Thanks to Dick Bourke at Scorebuddy
10. How to Add Flexibility to Their Schedules
Recognising the need to design shifts that suit advisors’ lifestyles, contact centres are constantly looking for ways to add flexibility to their shift patterns. For their own morale, advisors need to know all the options open to them.
So, make sure advisors know exactly where to go if they want to swap shifts and also ensure that they know the rules of any creative staffing pattern, such as an annualised hours scheme.
Additionally, if the advisor is lucky enough to work for a contact centre that has clever scheduling and planning solutions, they will be expected to know how to use this technology to choose the types of shifts they want to work.
Thanks to Neil Draycott at Business Systems
11. Which Type of Headset Is Most Comfortable for Them
According to 2017 Call Centre Helper research, over a third of contact centre advisors (36.2%) are now given a choice as to which style of headset they can use.
Some advisors will find that their headset doesn’t meet their needs in terms of functionality or comfort. So, if you – as the advisor – are in this lucky 36.2%, you need to know how to select the best headset for you. This will likely improve your productivity and satisfaction.
If you’re really lucky, you can choose a specific style that works best for you, whether that’s over-the-ear, behind-the-head or over-the-head.
Thanks to Paul Dunne at Plantronics
12. How to Listen Well and Adapt to the Individual Customer
From my experience as an advisor, I know customers can become upset and frustrated and feel let down or misled, but the key to this is paying attention and listening.
If they are wrong or become argumentative (and even use the odd swear word), listen.

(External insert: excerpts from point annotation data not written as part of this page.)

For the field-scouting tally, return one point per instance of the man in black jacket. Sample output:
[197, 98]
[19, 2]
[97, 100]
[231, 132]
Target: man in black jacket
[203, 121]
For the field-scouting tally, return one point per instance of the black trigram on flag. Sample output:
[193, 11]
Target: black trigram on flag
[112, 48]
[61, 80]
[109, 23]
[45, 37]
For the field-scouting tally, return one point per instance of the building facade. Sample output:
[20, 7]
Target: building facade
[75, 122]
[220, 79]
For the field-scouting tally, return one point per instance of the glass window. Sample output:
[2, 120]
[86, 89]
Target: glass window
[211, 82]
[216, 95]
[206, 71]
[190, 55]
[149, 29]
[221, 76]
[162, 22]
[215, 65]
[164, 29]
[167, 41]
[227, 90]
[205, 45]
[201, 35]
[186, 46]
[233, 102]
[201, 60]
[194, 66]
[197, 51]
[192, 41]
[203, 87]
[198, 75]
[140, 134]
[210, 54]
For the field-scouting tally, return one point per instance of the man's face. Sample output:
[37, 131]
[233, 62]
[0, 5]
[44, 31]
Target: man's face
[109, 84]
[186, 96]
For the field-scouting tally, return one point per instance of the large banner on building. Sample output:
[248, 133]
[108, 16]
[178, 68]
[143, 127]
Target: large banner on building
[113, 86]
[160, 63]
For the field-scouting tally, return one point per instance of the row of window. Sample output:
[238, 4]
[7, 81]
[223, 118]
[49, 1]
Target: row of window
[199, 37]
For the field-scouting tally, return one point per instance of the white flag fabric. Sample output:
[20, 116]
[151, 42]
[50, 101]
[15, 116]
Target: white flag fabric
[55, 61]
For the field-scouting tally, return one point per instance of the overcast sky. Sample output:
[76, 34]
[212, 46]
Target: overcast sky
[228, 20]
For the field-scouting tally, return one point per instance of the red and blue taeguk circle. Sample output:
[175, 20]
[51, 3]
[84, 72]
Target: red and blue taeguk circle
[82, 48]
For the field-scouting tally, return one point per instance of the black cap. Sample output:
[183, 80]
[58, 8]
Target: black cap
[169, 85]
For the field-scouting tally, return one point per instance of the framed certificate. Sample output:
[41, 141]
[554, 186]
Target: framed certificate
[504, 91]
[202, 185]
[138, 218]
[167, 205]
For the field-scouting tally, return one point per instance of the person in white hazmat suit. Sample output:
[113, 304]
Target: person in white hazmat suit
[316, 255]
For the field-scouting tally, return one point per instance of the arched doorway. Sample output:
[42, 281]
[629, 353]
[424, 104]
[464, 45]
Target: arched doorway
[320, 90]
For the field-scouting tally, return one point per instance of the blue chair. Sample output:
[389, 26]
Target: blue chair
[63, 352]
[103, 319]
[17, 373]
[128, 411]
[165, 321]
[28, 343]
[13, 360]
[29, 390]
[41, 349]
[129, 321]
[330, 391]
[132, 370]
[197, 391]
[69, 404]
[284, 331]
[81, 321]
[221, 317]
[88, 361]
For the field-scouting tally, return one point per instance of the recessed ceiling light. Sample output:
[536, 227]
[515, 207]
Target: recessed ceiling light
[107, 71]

Wait. Adapt. Empathise. Get on their wavelength. By doing this, you’ll deliver better customer experience and find greater job satisfaction.
If your contact centre uses technology such as voice biometrics or robotic process automation (RPA), you can create a tailored service for customers, while removing mundane tasks from employees.
Thanks to Ed Creasey at NICE
13. How to Show Compassion
Due to the changing nature of the type of calls advisors handle, it can be important for the contact centre team to have the personal qualities of compassion, empathy and professionalism before they arrive in the contact centre.
While these are innate qualities, staff will always benefit from human coaching from experienced advisors, but technology can also help.
Technology such as modern headsets that deliver a clear audio and noise cancellation to ensure that phone conversations are repetition-free, will help to improve an advisor’s conversational performance.